Devois je croire, en composant cet essai sur la Cour que je serois obligé de vous assurer, ami Lecteur, que la Cour de Copenhague est exceptée de l’idée peu flatteuse, que j’ai donnée des Courtisans ? Qui ne sait, qu’il n’en est dans le monde aucune, où régne moins cet esprit d’intrigue, qui <sic> j’ai tâché de dépeindre ? La raison, je la donne à déviner à <sic> gens plus habiles que moi. Peut-ètre me soupçonnerés-vous de ne pas parler sérieusement. Mais pourquoi ? Je ne sai point flatter ; &, quand mème je saurois cet art, je ne l’éxercerois point en faveur des Courtisans. Ne sont-ils pas assès elevés, & en mème tems assés persuadés de leur élévation ? Flatter la Cour, c’est dégrader l’humanité, Je viens à vous, Messieurs, qui avés pris feu à la lecture des vérités dures qui <sic> j’ai écrites sur la Cour. En deux mots ; si j’ai frapé au but, vous avés tort de vous plaindre ; vous vous décélés ; vous vous trahissés vous-mèmes : Si non, Vous vous ètes gendarmé sans fondement contre la Spectatrice. Du reste, je vous renvoїe à La Bruyere.

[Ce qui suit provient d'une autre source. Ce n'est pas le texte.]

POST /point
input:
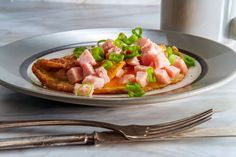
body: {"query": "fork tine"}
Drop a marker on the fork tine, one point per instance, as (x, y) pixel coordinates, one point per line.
(179, 128)
(172, 132)
(199, 115)
(179, 122)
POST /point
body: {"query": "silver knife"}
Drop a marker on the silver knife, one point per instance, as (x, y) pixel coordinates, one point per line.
(106, 137)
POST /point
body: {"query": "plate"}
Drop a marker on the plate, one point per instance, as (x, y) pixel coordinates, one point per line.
(216, 65)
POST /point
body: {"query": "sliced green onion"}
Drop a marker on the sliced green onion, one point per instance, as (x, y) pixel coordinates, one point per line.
(133, 38)
(100, 41)
(134, 90)
(169, 51)
(123, 38)
(90, 86)
(78, 51)
(135, 51)
(151, 77)
(115, 57)
(119, 43)
(98, 53)
(172, 58)
(189, 61)
(107, 64)
(138, 31)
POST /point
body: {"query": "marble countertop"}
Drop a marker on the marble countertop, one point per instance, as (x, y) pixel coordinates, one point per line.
(25, 19)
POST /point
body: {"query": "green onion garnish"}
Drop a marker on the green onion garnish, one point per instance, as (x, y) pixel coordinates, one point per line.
(78, 51)
(151, 77)
(134, 90)
(115, 57)
(169, 51)
(189, 61)
(119, 43)
(107, 64)
(135, 51)
(172, 58)
(98, 53)
(138, 31)
(100, 41)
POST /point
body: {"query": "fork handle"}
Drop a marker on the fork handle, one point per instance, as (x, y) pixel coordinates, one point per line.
(29, 123)
(46, 141)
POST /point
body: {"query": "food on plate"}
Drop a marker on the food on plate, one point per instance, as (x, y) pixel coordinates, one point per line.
(132, 65)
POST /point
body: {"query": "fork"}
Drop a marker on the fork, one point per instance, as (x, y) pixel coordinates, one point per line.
(128, 131)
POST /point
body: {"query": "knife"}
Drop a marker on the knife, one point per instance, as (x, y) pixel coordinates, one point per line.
(105, 137)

1* Ceci n’est point une hiperbole. Ximemès, Greffenfeld, Vlefeld, Richelieu, Mazarin fûrent extrêmement puissans ; mais ou leur autorité fut traversée, ou ils la perdirent enfin, aulieu que celle de Fleuri, a été sans bornes, & sans troubles. Il faut prendre au rabais ce que dit dans son eloge l’Historien de l’Academie des Sciences ; qu’elle couloit de source, & qu’elle se ressentoit de la simplicité des moїens, qui l’avoient fait naître.

2* The History of England during the Reigns of the Royal house of Stuart &c. By Oldmixon.